By Barbara Ray
Neighborhoods influence us in many subtle ways. When I was a kid, growing up in a small town—which for its size was essentially one big neighborhood—I absorbed the answers to what I’ve come to think of as the Big 3 “Codes of Life”: Work hard, join in, and keep your yard neat. (It was a Norwegian town, what can I say.)
Sure, I got some of that from my own family, but when you live in a neighborhood, running in and out of your friends’ kitchens and barging in on others’ lives daily, you pick up a few clues about how to act and, yes, even what to think. Sociologists call this informal social control, that ever-present influence that seeps in and guides your decisions.
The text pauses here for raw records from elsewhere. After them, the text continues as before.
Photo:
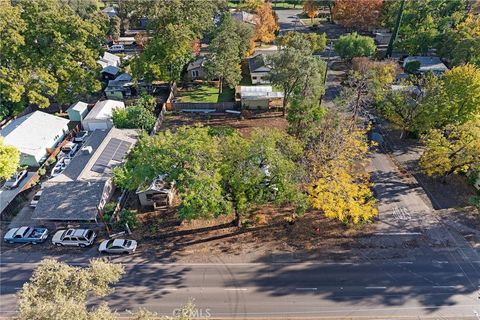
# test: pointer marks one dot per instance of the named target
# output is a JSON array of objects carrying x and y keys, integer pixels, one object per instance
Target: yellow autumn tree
[
  {"x": 265, "y": 24},
  {"x": 343, "y": 196},
  {"x": 311, "y": 9},
  {"x": 340, "y": 187},
  {"x": 453, "y": 149}
]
Of course, other things matter in shaping behavior and the paths kids choose. The extent of social networks (who you know) in a neighborhood, for example, can open doors—or shut them. Your neighbor’s brand new BMW might fill you with a sense of personal defeat, or make you want to study harder so you can afford your own. If your neighborhood is downstream from Duke Energy, it can certainly affect your health.
If you wake up one morning and the city has planned a highway through your neighborhood, effectively shunting you and your neighbors to the corner, it can affect your access to jobs or other benefits, not to mention send a signal of how much City Hall thinks of you. That same highway can mean your neighborhood is now no longer ideal for supermarkets or day care to locate, and into the void steps liquor stores and check cashing joints.
But it’s social cohesion and informal social control (norms and role models), according to George Galster’s review of the research in “Neighborhood Effects Research: New Perspectives,” that appear to wield the most influence on children’s outcomes, although neither fully explains them. Galster, a professor of urban affairs at Wayne State University, is a panelist at the Urban Forum’s April 25 conference. His work pulls together many of these threads.
Deborah Gorman-Smith, a professor at University of Chicago’s School of Social Service Administration and director of the Chicago Center for Youth Violence Prevention, is also speaking April 25. In her research, she has found that social control, in the form of supportive networks, can help reduce violence.